So, I am trying to parse a PDF file (30000x2000 points), using Python, that has all kinds of data on it, tables, lines, text, notes, images, etc. The goal: find a certain text string on the pdf and return a note that is a proximity to the text. I am using PyPDF2 to find all the notes and their coordinates. To find text strings and their coordinates I am using fitz.
Using fitz, I searched for 'A715_X1'.
import fitz
doc = fitz.open(path_pdf)
for page in doc:
coordinates_of_item_found_on_print = page.search_for('A715_X1')

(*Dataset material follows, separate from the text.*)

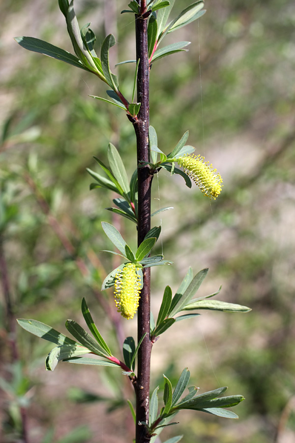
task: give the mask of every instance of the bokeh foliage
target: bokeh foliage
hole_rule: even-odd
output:
[[[80,22],[91,20],[95,34],[102,39],[104,2],[76,3]],[[108,30],[118,42],[120,58],[116,59],[114,51],[113,64],[133,58],[134,52],[131,14],[120,16],[121,5],[117,3],[117,34]],[[184,0],[176,3],[176,15],[177,8],[186,5]],[[247,305],[253,311],[241,318],[207,313],[200,321],[188,320],[181,336],[177,329],[166,336],[174,344],[170,353],[167,343],[159,340],[155,345],[153,377],[160,384],[164,372],[176,381],[182,368],[171,362],[185,355],[192,378],[199,380],[202,389],[213,388],[212,383],[216,387],[228,384],[246,398],[239,407],[239,422],[226,426],[206,416],[194,415],[192,421],[193,412],[188,412],[186,418],[182,413],[178,433],[184,434],[186,443],[215,442],[217,434],[221,443],[284,442],[295,432],[295,10],[290,0],[207,0],[206,7],[201,21],[177,32],[179,39],[192,42],[189,54],[175,55],[152,67],[151,124],[157,129],[159,146],[166,152],[189,129],[190,144],[217,167],[224,187],[218,200],[210,203],[197,190],[184,190],[182,183],[178,186],[168,172],[162,172],[159,203],[155,181],[154,210],[159,204],[175,208],[161,215],[164,253],[178,259],[165,273],[162,267],[153,271],[157,282],[153,303],[158,307],[168,277],[177,288],[194,263],[195,272],[210,268],[206,293],[222,284],[225,300]],[[111,205],[110,196],[99,190],[89,191],[91,179],[86,168],[97,168],[93,156],[106,161],[109,141],[128,164],[135,151],[133,128],[120,110],[88,96],[105,95],[104,85],[94,76],[25,52],[13,40],[16,35],[32,35],[70,51],[57,4],[4,1],[1,8],[0,228],[13,314],[50,322],[64,332],[60,325],[65,318],[76,318],[83,294],[97,323],[116,346],[110,322],[93,291],[104,273],[114,267],[113,259],[99,253],[109,249],[105,247],[100,222],[114,222],[112,215],[103,209]],[[109,23],[107,11],[106,18]],[[98,47],[101,42],[98,39]],[[123,90],[130,94],[133,71],[127,64],[118,72]],[[133,171],[127,172],[130,175]],[[72,250],[65,249],[57,236],[53,219],[61,226]],[[159,217],[155,220],[155,224],[160,222]],[[128,225],[120,222],[128,238]],[[134,246],[136,239],[128,243]],[[89,270],[86,276],[77,267],[79,257]],[[107,407],[115,410],[111,421],[116,419],[120,424],[115,430],[106,427],[105,436],[108,434],[110,442],[127,441],[128,437],[121,435],[128,435],[124,422],[128,417],[128,424],[130,413],[116,409],[121,405],[114,400],[118,392],[126,396],[126,388],[118,385],[110,371],[103,376],[109,391],[102,388],[98,374],[91,369],[85,377],[93,377],[93,392],[88,396],[84,390],[72,390],[68,395],[76,384],[85,389],[82,372],[67,367],[57,370],[50,379],[47,374],[45,377],[44,344],[20,331],[22,358],[30,354],[31,363],[24,368],[23,380],[18,366],[7,366],[10,350],[4,297],[2,300],[1,375],[14,389],[10,394],[4,390],[6,436],[3,439],[10,435],[7,441],[14,441],[18,432],[11,419],[14,417],[17,424],[19,417],[13,411],[7,415],[7,405],[14,407],[20,401],[27,407],[23,397],[29,403],[33,394],[35,406],[31,403],[28,410],[29,429],[36,430],[32,442],[40,441],[45,431],[55,432],[57,440],[77,424],[79,416],[81,424],[86,423],[95,436],[105,420],[105,407],[102,403],[104,418],[97,420],[94,412],[97,403],[91,401],[105,399]],[[132,330],[128,324],[126,335]],[[66,370],[66,376],[62,373]],[[26,394],[37,380],[36,392],[29,389]],[[67,408],[70,412],[63,412]],[[55,431],[51,430],[53,426]],[[80,441],[95,441],[95,437],[83,436],[82,431],[81,435]]]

Result: X coordinate: 9076 points
Then, using PyPDF2, I searched for the 'Some text here' note.
from PyPDF2 import PdfReader
reader = PdfReader(sample.pdf)
for page in reader.pages:
if "/Annots" in page:
for annot in page["/Annots"]:
obj = annot.get_object()
markup_coordinates = obj['/Rect']
if obj['/Subtype'] == '/FreeText': # skip Stamp, Popup, Square, PolyLine
if obj['/Contents'] == 'Some text here':
try:
markup_loc.append(str(round(markup_coordinates[0])))
print('Note: ' + obj['/Contents'] + ' X-coord: ' + str(round(markup_coordinates[0])))
except Exception as e:
print(e)
Result: Note: Some text here X-coord: 4280
I attached a screenshot from PDFXchange showing 'A715_X1' right below the 'Some text' note, so the X coordinates should be roughly the same +- a couple of points. By looking at the print, 9076 seems like a "real" value according to the ruler lines. So why am I getting two different coordinates?
Example pdf:
Without your minimal sample I had to emulate a blank file, luckily your image gives enough info for trial and error to calculate positions and orientation.
So here is that emulation. We can see the /MediaBox size is identical. That horizontal dimension is outside the allowed size for a traditional page, and thus Acrobat kept complaining at my earlier attempts.
I went through a dozen attempts to get it closest to yours. Clearly my annotation will be slightly different without your existing transformation but I am within a few points.
So what did I know and learn in the attempt to get the correct differentials ?
Emulated values should be close to OP units.
12 0 obj
<</Annots[14 0 R]/Contents 15 0 R/MediaBox[0 0 14400 1124.15]/Parent 6 0 R/Resources<</ExtGState<</GS0 16 0 R>>>>/Type/Page/UserUnit 2.12>>
endobj
Now we can see, that if we multiply the annotations true placement (4281pt without scale) by that scalar we get 4281x2.12=9,075.72 which is the NOMINAL offset in X for the top left-hand corner in the scaled /Media.
Annotations (including form fields) in effect, are not tied in any way to the scale or the datum of the page contents. They can have their own co-ordinate scalar values and thus scaling/rotating/moving the page content will often break the relative placements. Luckily in this case they are using a known historic system.